If you want reliable agents, you need to apply the same rigor to their memory that you apply to your transaction logs:
- Sanitization: Don’t just append every user interaction to the history. Clean it.
- Access control: Ensure the agent’s “memory” respects the same row-level security (RLS) policies as your application database. An agent shouldn’t “know” about Q4 financial projections just because it ingested a PDF that the user isn’t allowed to see.
- Ephemeral state: Don’t let agents remember forever. Long contexts increase the surface area for hallucinations. Wipe the slate clean often.

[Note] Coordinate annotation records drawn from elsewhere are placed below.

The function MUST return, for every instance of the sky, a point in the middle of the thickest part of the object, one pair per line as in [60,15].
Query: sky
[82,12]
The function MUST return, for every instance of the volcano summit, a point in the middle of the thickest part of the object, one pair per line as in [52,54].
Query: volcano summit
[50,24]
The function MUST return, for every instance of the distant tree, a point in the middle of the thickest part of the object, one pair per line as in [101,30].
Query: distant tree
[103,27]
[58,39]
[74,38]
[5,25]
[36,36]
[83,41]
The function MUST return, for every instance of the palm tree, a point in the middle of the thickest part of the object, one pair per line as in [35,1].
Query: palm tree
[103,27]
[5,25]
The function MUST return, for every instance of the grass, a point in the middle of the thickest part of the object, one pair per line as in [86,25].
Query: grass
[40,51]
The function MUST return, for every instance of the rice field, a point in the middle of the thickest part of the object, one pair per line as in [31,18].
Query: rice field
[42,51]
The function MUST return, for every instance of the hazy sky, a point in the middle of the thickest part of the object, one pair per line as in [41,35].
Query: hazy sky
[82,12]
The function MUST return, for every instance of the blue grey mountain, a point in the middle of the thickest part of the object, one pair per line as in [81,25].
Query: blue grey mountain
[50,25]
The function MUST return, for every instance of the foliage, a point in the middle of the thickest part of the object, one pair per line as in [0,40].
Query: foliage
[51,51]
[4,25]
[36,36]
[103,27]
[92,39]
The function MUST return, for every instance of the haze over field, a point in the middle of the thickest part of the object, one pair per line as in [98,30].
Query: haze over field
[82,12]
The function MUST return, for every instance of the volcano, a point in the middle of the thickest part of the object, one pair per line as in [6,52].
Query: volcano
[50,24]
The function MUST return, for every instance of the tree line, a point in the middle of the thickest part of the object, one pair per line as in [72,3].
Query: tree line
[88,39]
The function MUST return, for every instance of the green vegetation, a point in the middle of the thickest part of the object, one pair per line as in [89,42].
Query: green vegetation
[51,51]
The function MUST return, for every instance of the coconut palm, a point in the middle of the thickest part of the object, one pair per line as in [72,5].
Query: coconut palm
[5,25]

My Oracle colleague Richmond Alake calls this emerging discipline “memory engineering” and, as I’ve covered before, frames it as the successor to prompt or context engineering. You can’t just add more tokens to a context window to improve a prompt. Instead, you must create a “data-to-memory pipeline that intentionally transforms raw data into structured, durable memories: short term, long term, shared, and so on.”
The rebellion against robot drivel
Finally, we need to talk about the user. One reason Breunig cites for the failure of internal agent pilots is that employees simply don’t like using them. A big part of this is what I call the rebellion against robot drivel. When we try to replace human workflows with fully autonomous agents, we often end up with verbose, hedging, soulless text, and it’s increasingly obvious to the recipient that AI wrote it, not you. And if you can’t be bothered to write it, why should they bother to read it?